JiscSD / archivematica

Free and open-source digital preservation system designed to maintain standards-based, long-term access to collections of digital objects.
http://www.archivematica.org
GNU Affero General Public License v3.0
0 stars 0 forks source link

Problem: stdout from compress aip event too large when AIP has many files #39

Open jhsimpson opened 6 years ago

jhsimpson commented 6 years ago

The compressAIP client script runs a compression utility and records the standard out and standard error from that tool in the database. The code doing this is here: https://github.com/JiscRDSS/archivematica/blob/qa/jisc/src/MCPClient/lib/clientScripts/compressAIP.py#L83-L103

When the AIP being compressed contains thousands of files, the std out gets very large, and the extra output is not useful. In one example, an AIP with 37,000 original files, the aip compression premis event recorded by this client script became over 99% of the total content of the AIP's pointer file. The output is just endless lines starting with 'compressing x . ..'

The pointer file becomes unusable and can cause failures in the storage service when the aip is stored.
(example here rdss-archivematica#106).

It would be better to ignore the std out of this tool, not write it to the database at all and allow the premis event outcome detail note to be empty.

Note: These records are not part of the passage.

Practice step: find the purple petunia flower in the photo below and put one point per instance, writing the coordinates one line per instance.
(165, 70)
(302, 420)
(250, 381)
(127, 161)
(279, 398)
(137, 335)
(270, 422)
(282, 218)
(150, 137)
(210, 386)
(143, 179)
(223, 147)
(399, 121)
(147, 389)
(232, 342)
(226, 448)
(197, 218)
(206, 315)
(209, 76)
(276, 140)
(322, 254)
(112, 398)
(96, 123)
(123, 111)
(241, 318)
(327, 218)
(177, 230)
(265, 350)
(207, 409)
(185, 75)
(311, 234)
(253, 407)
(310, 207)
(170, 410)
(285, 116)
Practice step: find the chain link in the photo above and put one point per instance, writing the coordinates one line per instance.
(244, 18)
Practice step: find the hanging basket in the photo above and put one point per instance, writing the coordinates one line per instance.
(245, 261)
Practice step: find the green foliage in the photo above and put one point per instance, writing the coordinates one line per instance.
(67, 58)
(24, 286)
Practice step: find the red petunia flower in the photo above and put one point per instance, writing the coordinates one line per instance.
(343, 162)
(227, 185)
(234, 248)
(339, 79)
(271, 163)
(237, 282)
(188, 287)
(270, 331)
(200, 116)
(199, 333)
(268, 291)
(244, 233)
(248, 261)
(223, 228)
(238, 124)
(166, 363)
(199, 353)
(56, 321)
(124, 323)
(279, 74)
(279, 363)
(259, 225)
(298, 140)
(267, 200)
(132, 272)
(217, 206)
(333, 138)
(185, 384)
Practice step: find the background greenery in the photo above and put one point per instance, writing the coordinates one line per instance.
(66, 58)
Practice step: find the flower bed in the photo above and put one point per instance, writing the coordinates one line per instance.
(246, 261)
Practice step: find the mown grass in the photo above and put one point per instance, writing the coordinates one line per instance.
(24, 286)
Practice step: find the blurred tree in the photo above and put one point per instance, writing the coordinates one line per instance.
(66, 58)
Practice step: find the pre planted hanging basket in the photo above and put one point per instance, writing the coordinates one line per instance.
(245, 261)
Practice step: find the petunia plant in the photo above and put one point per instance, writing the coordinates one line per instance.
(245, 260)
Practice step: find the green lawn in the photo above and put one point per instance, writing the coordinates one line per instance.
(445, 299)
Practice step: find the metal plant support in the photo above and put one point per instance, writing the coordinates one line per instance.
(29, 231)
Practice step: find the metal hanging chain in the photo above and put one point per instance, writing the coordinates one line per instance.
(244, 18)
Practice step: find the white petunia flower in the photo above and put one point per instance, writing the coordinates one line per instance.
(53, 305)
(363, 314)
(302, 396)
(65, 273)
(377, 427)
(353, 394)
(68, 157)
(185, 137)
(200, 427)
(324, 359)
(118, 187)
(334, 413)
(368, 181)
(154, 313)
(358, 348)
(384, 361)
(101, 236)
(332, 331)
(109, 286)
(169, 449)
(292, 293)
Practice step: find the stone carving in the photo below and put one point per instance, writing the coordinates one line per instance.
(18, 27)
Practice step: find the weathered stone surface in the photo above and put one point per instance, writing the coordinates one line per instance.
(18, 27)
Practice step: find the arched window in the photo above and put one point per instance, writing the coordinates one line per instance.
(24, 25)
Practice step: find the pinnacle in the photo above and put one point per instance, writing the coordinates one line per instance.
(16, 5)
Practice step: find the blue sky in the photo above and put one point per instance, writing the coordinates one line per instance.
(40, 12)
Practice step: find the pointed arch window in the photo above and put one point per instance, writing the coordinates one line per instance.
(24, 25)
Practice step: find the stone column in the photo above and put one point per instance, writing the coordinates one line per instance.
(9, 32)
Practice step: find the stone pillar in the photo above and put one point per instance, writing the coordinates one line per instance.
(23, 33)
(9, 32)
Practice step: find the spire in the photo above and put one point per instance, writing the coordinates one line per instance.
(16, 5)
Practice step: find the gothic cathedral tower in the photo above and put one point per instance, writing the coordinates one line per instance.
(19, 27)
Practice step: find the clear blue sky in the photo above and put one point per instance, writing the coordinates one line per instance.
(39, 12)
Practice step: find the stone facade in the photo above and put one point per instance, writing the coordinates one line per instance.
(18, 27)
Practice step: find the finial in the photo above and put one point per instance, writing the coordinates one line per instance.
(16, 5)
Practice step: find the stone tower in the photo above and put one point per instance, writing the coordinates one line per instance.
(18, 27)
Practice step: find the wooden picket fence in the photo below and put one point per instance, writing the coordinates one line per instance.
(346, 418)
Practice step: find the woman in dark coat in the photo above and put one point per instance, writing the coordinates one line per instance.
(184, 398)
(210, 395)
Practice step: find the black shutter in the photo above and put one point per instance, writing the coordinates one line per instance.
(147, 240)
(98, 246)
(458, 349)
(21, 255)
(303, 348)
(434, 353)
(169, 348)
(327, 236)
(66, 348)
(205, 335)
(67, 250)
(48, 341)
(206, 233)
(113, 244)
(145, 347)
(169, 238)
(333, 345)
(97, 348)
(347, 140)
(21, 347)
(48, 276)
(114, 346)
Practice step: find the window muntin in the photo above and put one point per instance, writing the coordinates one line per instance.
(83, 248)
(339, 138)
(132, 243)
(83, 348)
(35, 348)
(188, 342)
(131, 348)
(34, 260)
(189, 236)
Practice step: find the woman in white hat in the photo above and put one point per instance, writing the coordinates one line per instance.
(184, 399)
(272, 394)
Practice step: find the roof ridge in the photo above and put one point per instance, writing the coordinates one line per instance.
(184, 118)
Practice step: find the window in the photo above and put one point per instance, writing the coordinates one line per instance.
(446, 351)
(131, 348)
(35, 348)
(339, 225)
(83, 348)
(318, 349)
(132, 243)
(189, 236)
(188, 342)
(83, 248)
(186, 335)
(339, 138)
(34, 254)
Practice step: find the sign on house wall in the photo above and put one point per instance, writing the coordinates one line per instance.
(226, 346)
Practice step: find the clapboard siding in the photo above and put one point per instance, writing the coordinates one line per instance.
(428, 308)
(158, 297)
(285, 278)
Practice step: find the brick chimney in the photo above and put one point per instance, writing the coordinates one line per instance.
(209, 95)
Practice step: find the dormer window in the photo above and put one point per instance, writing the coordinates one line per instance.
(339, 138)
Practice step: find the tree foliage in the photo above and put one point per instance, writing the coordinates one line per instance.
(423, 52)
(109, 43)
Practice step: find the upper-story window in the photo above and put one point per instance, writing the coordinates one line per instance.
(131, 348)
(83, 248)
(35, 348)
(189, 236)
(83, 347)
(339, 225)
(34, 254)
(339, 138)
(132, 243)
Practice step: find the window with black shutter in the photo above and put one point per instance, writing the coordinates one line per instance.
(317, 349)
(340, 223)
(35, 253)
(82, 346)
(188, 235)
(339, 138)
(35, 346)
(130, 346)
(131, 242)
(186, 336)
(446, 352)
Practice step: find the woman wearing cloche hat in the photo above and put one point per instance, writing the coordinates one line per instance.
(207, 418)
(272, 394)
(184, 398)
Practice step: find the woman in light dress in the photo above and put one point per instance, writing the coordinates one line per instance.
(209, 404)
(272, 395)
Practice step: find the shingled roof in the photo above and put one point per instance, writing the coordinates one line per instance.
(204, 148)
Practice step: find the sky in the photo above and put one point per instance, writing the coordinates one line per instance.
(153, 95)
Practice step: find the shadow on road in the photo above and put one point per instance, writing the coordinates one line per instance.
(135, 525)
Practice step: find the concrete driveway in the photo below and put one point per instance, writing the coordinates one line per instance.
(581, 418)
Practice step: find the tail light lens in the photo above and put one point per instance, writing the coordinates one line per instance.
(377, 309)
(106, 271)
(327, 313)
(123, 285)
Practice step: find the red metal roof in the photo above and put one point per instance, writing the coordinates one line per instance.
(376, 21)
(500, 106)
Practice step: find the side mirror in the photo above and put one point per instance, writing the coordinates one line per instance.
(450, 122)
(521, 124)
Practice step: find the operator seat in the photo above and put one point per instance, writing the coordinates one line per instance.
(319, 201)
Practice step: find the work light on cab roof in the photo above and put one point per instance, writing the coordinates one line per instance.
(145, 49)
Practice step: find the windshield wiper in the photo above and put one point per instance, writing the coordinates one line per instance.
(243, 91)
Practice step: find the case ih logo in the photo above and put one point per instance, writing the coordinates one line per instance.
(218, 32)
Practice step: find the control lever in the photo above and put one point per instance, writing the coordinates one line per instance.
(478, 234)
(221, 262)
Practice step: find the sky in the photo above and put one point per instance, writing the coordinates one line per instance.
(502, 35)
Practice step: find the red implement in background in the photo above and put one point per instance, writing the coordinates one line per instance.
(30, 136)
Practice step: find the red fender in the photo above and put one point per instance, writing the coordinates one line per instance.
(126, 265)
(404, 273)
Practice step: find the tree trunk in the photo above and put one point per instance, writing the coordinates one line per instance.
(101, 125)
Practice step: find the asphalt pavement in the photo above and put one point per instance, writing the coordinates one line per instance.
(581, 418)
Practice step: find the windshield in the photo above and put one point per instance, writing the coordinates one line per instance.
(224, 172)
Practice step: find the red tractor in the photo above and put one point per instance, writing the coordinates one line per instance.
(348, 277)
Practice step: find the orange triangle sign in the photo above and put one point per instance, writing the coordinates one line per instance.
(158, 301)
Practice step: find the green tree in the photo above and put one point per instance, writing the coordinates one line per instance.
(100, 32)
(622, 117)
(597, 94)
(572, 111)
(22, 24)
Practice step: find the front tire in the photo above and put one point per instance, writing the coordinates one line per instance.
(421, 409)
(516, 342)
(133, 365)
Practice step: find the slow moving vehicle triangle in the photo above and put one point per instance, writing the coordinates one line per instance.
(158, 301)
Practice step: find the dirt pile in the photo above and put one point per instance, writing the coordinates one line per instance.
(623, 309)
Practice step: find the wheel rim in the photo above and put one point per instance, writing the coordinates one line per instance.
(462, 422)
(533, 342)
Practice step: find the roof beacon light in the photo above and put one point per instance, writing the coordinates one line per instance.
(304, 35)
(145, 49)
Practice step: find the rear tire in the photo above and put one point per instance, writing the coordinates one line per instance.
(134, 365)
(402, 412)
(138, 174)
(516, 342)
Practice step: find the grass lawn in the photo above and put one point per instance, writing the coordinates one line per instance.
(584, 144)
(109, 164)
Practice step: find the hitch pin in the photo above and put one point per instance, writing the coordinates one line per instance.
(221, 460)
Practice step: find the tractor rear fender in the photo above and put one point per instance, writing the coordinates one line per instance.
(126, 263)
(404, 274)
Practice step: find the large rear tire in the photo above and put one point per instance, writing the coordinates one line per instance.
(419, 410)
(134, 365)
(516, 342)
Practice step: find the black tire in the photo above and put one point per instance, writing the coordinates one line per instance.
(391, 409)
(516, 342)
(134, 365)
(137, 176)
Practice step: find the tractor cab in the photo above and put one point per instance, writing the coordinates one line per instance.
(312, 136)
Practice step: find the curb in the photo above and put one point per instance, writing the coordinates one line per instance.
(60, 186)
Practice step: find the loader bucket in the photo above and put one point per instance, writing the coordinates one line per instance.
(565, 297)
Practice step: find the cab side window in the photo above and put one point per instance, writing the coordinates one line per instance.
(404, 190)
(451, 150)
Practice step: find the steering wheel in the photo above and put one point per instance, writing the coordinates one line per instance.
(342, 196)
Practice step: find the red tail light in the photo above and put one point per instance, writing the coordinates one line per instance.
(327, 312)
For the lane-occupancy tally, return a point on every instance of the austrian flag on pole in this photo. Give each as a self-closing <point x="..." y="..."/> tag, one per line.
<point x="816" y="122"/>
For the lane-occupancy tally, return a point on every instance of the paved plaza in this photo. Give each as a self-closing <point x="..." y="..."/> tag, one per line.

It is worth pointing out that there is related work going on in the upstream project - documented here: https://github.com/artefactual-labs/archivematica-acceptance-tests/pull/37

That work is intended to be released by the end of 2017. It would be useful to change just this one compressAIP client script here in the JiscRDSS repo and test it with the large datasets available in the Jisc environment, and then consider how best to merge with the ogoing work upstream.